Turquie: les Européens prêts à la normalisation, pas à «passer l’éponge»
Par AlAhed avec AFP
Échaudés par les revirements du président turc Recep Tayyip Erdogan, les Européens vont poser leurs conditions jeudi 21 janvier à son émissaire Mevlüt Cavusoglu pour une normalisation des relations avec la Turquie et lui signifier leur refus de passer l'éponge sur les actions «agressives» d'Ankara.
Le ministre des Affaires étrangères turc rencontrera jeudi après-midi à Bruxelles le chef de la diplomatie européenne, l'Espagnol Josep Borrell.
Il sera reçu vendredi par le président du Conseil européen, le Belge Charles Michel et par le secrétaire général de l'Otan, le Norvégien Jens Stoltenberg.
Les Européens ont pris note de la volonté du président turc d'apaiser les relations devenues houleuses avec l'UE. Mais ils se méfient des «déclarations d'intentions» et veulent «des faits et des actions concrètes», a déclaré lundi Peter Stano, le porte-parole de Josep Borrell.
«Nous espérons tous que les mots du président turc soient rapidement transformés en actes concrets et durables qui prouvent sa réelle bonne volonté vis-à-vis de l'UE», a déclaré à l'AFP le chef de la diplomatie du Luxembourg Jean Asselborn. Mais «personne n'a l'intention de passer l'éponge», a-t-il averti.
«L'UE reste déterminée à défendre ses intérêts et ceux de ses États membres ainsi qu'à préserver la stabilité régionale», a-t-il assuré.
Les sujets de tensions sont nombreux: contentieux avec la Grèce et Chypre, implication d'Ankara dans les conflits en Syrie, en Libye et au Nagorny Karabakh, brouille avec Paris, violations de l'embargo de l'ONU en Libye sur les armes, actions militaires agressives en Méditerranée orientale.

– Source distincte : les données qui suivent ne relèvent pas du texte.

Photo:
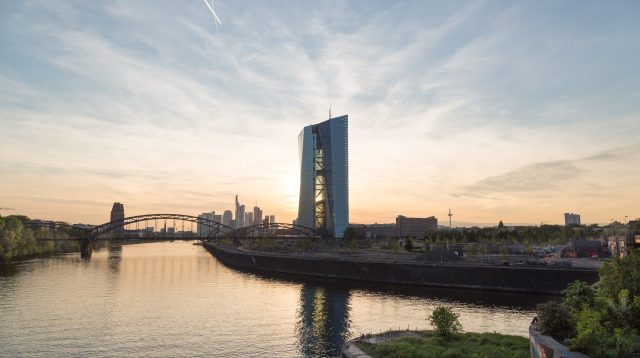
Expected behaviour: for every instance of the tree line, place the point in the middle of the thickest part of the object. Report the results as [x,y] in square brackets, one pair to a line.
[18,239]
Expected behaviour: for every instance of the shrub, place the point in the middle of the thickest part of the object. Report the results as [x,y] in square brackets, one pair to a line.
[554,320]
[445,321]
[577,295]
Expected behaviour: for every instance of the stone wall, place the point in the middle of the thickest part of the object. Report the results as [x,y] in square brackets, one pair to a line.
[546,280]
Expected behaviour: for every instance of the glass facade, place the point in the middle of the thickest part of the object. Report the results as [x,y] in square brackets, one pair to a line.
[324,177]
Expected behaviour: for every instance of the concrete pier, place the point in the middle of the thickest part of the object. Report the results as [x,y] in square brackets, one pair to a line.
[527,279]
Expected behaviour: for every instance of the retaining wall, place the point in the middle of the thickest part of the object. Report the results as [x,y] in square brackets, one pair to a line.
[546,280]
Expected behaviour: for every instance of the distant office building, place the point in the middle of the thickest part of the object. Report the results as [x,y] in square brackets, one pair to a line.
[257,215]
[117,214]
[324,177]
[204,227]
[380,230]
[571,218]
[248,219]
[227,217]
[417,227]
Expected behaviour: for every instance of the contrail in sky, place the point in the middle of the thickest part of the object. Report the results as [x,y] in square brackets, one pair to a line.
[213,12]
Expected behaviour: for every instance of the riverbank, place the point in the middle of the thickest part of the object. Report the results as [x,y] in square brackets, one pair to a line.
[526,279]
[427,344]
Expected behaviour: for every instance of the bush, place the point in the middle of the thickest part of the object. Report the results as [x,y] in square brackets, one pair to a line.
[445,321]
[554,320]
[578,294]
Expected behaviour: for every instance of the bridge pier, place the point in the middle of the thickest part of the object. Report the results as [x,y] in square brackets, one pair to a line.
[86,248]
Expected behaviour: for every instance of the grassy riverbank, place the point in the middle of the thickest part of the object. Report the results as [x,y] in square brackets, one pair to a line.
[428,344]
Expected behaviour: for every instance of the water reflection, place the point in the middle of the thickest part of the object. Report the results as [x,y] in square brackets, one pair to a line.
[323,320]
[114,257]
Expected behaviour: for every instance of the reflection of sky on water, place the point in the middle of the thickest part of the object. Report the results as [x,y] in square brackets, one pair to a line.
[175,299]
[323,320]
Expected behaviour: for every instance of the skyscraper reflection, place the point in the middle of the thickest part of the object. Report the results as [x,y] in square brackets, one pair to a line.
[323,321]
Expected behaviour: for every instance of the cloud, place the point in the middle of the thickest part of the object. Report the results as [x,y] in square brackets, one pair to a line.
[532,177]
[548,176]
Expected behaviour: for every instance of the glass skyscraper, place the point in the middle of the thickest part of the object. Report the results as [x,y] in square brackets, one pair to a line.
[324,177]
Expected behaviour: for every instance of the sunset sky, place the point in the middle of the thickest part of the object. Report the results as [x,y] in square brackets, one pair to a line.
[500,110]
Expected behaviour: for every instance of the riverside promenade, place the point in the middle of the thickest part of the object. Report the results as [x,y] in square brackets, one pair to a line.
[394,269]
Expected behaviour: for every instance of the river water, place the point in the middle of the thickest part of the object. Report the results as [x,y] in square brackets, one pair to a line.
[176,300]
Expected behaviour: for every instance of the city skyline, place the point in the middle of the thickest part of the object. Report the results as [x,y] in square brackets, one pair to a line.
[515,112]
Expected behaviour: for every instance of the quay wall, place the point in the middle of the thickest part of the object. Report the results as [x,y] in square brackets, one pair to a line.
[544,280]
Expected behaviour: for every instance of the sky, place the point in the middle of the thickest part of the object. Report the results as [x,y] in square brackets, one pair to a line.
[500,110]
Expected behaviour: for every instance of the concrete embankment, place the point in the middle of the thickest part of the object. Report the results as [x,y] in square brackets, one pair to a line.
[545,280]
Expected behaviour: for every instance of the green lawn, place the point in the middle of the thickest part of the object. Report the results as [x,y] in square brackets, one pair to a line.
[461,345]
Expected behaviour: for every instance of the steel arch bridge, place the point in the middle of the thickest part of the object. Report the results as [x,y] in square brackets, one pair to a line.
[215,229]
[88,236]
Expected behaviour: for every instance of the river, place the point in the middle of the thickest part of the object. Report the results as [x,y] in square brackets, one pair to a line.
[173,299]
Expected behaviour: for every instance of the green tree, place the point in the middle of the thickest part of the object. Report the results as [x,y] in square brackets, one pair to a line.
[445,321]
[577,295]
[554,320]
[592,337]
[620,274]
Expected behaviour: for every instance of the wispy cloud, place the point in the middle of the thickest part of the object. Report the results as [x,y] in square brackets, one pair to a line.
[449,103]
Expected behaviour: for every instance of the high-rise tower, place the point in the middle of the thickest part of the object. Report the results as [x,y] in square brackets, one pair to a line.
[324,177]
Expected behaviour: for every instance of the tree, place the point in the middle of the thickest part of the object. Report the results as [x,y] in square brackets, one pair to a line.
[554,320]
[620,274]
[445,321]
[592,337]
[577,295]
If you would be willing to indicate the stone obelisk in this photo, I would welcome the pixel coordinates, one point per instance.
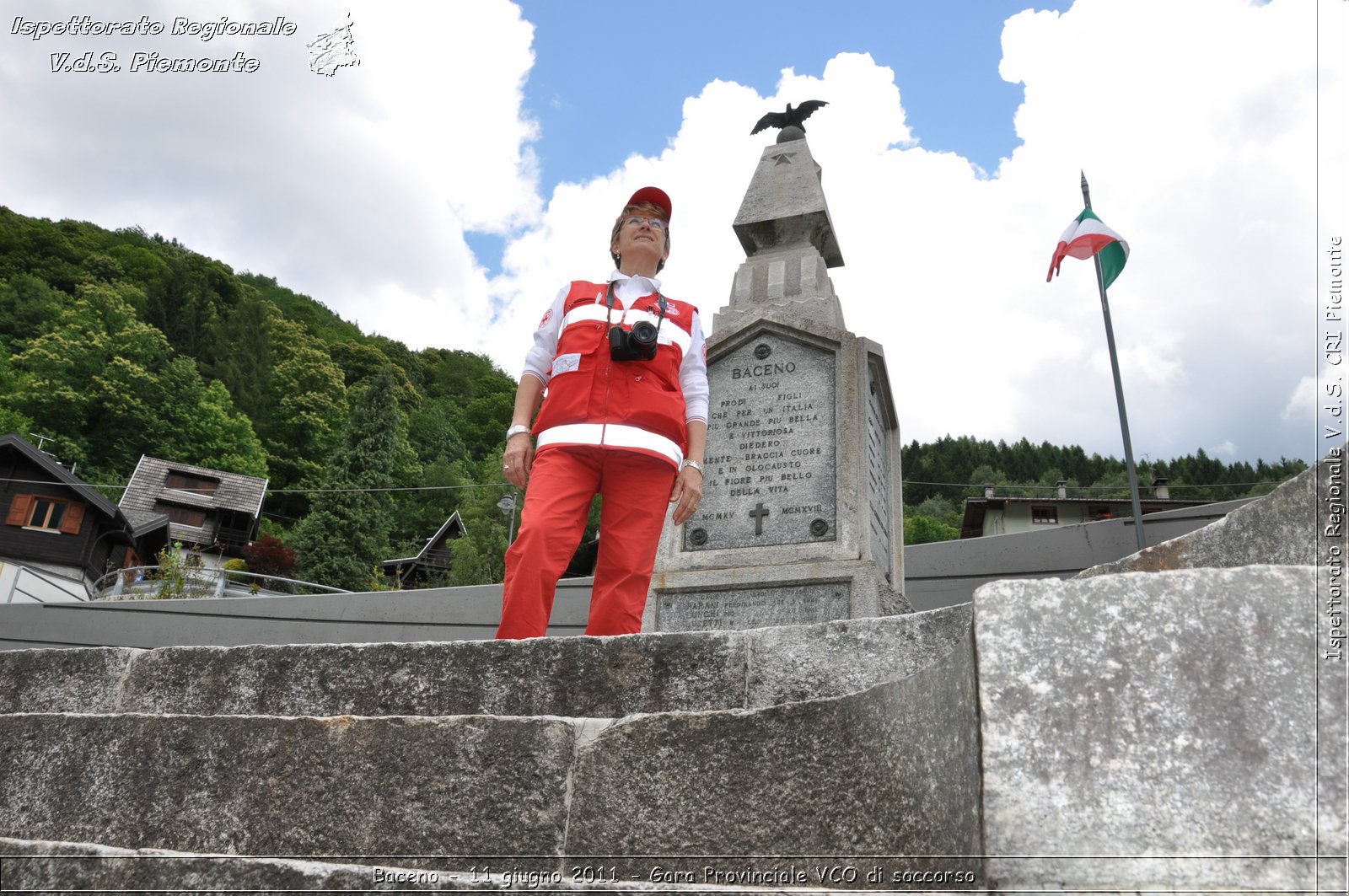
(802, 516)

Les dirigeants européens ont tendu la main au président Erdogan en juillet 2020, mais il l'a rejetée. Ils ont décidé en décembre de sanctionner Ankara pour la poursuite de ses forages gaziers unilatéraux dans la zone économique exclusive de Chypre.
«La baraque s'écroule»
Les Européens vont ajouter de nouveaux noms à une liste ouverte en novembre 2019 sur laquelle figurent déjà deux dirigeants de la Turkish Petroleum Corporation (TPAO), interdits de visas et dont les avoirs dans l'UE ont été gelés.
«Les travaux sur la liste sont en cours. Ils sont complexes et il est trop tôt pour se prononcer sur leur résultat, ni sur le moment exact de leur aboutissement», a expliqué Jean Asselborn.
Un accord pourrait toutefois être donné sur plusieurs noms lors de la réunion des ministres des Affaires étrangères le 25 janvier, a indiqué un diplomate européen.
Ankara a deux mois pour convaincre l'Union.
Josep Borrell doit présenter un rapport sur les relations politiques, économiques et commerciales entre l'UE et la Turquie et proposer des options aux dirigeants européens pour leur sommet en mars.
Les Européens ne font pas confiance au président turc qui a soufflé le chaud et le froid au cours des derniers mois.
«Beaucoup reste à faire pour ouvrir un dialogue sincère avec la Turquie», reconnaît Josep Borrell.
Mais le vent a tourné pour le président Erdogan avec la perte du soutien des États-Unis et l'arrivée au pouvoir de Joe Biden.
En outre, les «énormes problèmes économiques» de la Turquie ne lui permettent pas de couper les liens avec l'Europe, son premier partenaire commercial.
«La baraque s'écroule et il est en train de perdre la classe moyenne», explique un responsable européen.
«Les Turcs montrent patte blanche», ironise un diplomate de haut rang. «Mais les Européens attendent de voir si cette attitude est sincère et durable. Les précédents épisodes les ont affranchis», a-t-il ajouté.
L'Allemagne, première puissance économique de l'UE, mise sur l'apaisement.
Son ministre des Affaires étrangères Heiko Maas s'est rendu lundi à Ankara pour saluer les «signaux positifs» adressés par le président turc et «accompagner» ses initiatives.
«Avec certains États, la gifle fonctionne. Avec la Turquie, elle ne fonctionne pas», remarque l'Italienne Nathalie Tocci, directrice de l'Istituto Affari Internazionali et conseillère de Josep Borrell.
«Nous espérons une détente durable dans nos relations avec la Turquie de manière à rendre caduque une nouvelle extension des sanctions en mars», confie Jean Asselborn. «Mais il est nécessaire de s'assurer qu'on est prêt, si jamais on ne laisse pas d'autre choix à l'UE», a-t-il averti.